また、今後の新規事業として議事録ツールの提供も考えています。会議の音声を録音して議事録を作成するツールはすでに出回っていますが、これにAIの技術を導入し、人の感情まで読み取り、活発な議論を促す方法をまとめた製品の提供に挑戦していく方針です。

IoTやAIの分野は今とても盛り上がっているため、積極的に関わっていきたいと思っています。また、日本のものづくり文化は海外でも必要とされているので、日本の製造業の職人技を後世につなぐような活動にも取り組んでいきたいですね。

ーー貴社はどのような人材を求めていますか?

木暮知之:
コミュニケーション能力が高く、いろいろなものに興味を持てる人を求めています。弊社はグローバルなビジネスを行っているため語学力も必要ですし、またロジカルに話す能力も大切です。

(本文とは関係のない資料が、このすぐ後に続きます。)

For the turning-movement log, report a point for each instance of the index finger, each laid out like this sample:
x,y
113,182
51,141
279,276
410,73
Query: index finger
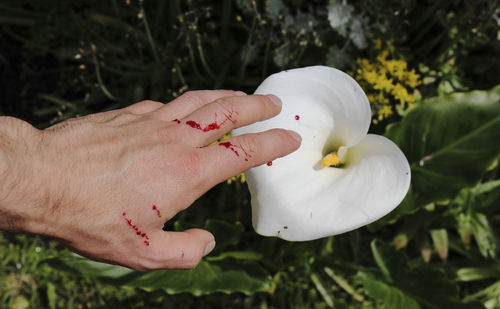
x,y
238,154
191,101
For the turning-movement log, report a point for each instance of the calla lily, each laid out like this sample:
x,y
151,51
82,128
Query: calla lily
x,y
340,178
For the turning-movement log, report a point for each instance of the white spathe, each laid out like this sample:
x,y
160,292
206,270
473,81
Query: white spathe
x,y
297,198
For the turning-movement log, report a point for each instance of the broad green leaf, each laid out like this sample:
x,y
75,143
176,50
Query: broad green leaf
x,y
478,273
401,287
468,207
440,241
391,296
51,295
484,235
450,141
488,194
221,275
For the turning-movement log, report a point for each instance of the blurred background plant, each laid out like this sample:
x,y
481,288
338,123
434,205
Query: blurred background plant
x,y
430,69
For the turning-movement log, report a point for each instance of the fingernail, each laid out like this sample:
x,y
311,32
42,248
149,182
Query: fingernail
x,y
210,246
275,99
295,136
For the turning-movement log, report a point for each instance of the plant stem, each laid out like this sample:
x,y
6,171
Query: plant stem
x,y
98,75
202,56
148,33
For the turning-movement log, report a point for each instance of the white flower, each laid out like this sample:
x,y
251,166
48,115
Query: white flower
x,y
297,198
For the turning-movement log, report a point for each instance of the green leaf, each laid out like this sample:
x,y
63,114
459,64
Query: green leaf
x,y
391,296
440,241
484,235
51,295
224,275
450,141
470,221
338,59
401,287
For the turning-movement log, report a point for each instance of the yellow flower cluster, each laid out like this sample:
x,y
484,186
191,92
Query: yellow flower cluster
x,y
240,177
387,82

弊社は今、大きな変革のタイミングを迎えています。そのため、変革を楽しみながら会社を大きくできる人、そんな弊社のカルチャーに合う人が来てくれると嬉しいですね。

編集後記

木暮社長は「グローバルに他社とコラボできるのが、弊社のバリュー。今後は、社員が楽しく前向きに働ける環境づくりにより一層貢献していきたい」と語った。同社のサービスは世界で戦う日本企業にとって不可欠なもの。今後もさらに活躍の場が増えていく大きな可能性を感じた。

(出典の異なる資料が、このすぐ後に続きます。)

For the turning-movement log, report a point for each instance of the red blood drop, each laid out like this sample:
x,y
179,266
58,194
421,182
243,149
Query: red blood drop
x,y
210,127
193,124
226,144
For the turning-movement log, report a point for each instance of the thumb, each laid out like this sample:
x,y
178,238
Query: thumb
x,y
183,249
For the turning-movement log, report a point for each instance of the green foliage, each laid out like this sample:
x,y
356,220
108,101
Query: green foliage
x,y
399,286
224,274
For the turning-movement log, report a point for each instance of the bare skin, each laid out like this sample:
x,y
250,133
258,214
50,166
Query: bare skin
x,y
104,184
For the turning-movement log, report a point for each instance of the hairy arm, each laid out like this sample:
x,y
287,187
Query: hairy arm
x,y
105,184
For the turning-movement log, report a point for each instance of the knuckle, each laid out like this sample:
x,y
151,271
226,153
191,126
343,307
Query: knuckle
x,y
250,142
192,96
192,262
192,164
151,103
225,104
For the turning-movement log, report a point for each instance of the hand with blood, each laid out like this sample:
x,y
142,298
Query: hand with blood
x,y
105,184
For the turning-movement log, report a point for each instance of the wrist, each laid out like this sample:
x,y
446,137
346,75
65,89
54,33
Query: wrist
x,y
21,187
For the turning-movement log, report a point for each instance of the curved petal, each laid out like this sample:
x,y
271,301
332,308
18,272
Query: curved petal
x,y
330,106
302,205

木暮知之/上智大学卒業。豪ボンド大学経営学修士(MBA)。東京銀行(現三菱UFJ銀行)で海外での資金調達や投資顧問などを経験。その後米国ITコンサルタント会社セピエントコーポレーションの日本法人設立に携わり、デジタルブランディングなどを担当。日本のIT企業に転職後はグローバル企業のプロジェクトに参画。2005年にピーエムグローバル株式会社を創業し、代表取締役に就任。